Momentos depois de o Presidente Donald Trump ter despedido a Procuradora-Geral Pam Bondi, o Procurador-Geral Adjunto Todd Blanche foi promovido ao seu cargo e nomeado procurador-geral interino, uma promoção que foi imediatamente recebida com um aviso feroz de um legislador republicano.

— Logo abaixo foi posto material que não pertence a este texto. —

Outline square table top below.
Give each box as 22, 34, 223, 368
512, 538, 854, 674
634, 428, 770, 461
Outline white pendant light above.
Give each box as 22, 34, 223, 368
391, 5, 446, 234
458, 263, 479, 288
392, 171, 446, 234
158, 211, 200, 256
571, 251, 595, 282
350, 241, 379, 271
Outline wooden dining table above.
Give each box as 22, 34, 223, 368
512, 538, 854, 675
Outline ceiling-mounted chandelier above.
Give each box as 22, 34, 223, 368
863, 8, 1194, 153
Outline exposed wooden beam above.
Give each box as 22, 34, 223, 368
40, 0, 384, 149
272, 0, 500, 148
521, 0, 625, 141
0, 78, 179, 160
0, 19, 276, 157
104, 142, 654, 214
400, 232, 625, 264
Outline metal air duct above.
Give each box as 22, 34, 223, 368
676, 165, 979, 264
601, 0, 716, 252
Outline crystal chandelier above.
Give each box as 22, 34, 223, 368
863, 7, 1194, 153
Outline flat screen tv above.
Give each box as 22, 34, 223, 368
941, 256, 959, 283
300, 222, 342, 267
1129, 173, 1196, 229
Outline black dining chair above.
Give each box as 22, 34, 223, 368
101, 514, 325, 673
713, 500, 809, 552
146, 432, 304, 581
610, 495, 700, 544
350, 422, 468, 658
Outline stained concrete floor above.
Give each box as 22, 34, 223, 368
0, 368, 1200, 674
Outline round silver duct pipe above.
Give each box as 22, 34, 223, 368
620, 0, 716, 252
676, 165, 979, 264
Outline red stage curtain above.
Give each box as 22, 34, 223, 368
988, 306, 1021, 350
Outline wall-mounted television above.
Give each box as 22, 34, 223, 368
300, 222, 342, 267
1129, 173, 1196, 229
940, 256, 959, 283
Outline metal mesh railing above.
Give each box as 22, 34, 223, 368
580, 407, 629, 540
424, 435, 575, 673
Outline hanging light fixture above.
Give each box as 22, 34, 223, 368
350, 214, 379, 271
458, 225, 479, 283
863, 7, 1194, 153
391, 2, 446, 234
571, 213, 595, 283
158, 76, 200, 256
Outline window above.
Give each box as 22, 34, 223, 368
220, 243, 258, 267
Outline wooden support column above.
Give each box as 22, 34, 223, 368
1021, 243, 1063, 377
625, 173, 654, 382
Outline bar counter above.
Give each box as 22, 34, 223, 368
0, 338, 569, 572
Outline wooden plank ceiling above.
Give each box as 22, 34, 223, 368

"Parabéns PG Blanche", escreveu o Deputado Thomas Massie (R-KY) na quinta-feira à noite numa publicação nas redes sociais no X. "Agora tem 30 dias para divulgar o resto dos ficheiros antes de se tornar criminalmente responsável por não cumprir a Lei de Transparência dos Ficheiros Epstein (EFTA)."

O aviso de Massie a Blanche – que representou Trump em tribunal após a sua acusação de 37 crimes graves sobre a sua alegada má gestão de documentos classificados – surge após a aprovação da EFTA no ano passado, que exige que o Departamento de Justiça (DOJ) publique todos os seus ficheiros sobre Jeffrey Epstein com redações limitadas. Em vez disso, o DOJ tinha reconhecidamente retido milhões de ficheiros relacionados com Epstein do público.
Um grupo bipartidário de legisladores procurou responsabilizar criminalmente Bondi por alegadamente violar a EFTA, incluindo mantê-la em desrespeito ao Congresso e aplicando-lhe uma multa "todos os dias" que a sua agência se recusasse a publicar os seus ficheiros restantes sobre Epstein. Com Bondi agora fora como a principal responsável pela aplicação da lei da administração Trump, essas ameaças foram agora transferidas para Blanche.
Comentários recentes de Blanche sugerem que, tal como Bondi, ele pode continuar a obstruir os esforços para publicar os ficheiros restantes do DOJ sobre Epstein. No mês passado, ele apareceu no "The Katie Miller Podcast" – o programa de conversa política de direita lançado pela esposa do Chefe Adjunto de Gabinete da Casa Branca Stephen Miller – onde rejeitou as alegações de que Epstein possa ter trabalhado em nome de serviços de informações estrangeiros, e apesar de provas sugerirem o contrário.
Na sua entrevista com Miller, Blanche também rejeitou a ideia de que Epstein tinha uma "lista de clientes" – um termo coloquial frequentemente usado para descrever uma lista de potenciais co-conspiradores de Epstein, ou indivíduos para os quais ele ou os seus cúmplices teriam potencialmente traficado crianças ou jovens mulheres – chegando ao ponto de dizer que não "sabia o que era uma lista de clientes".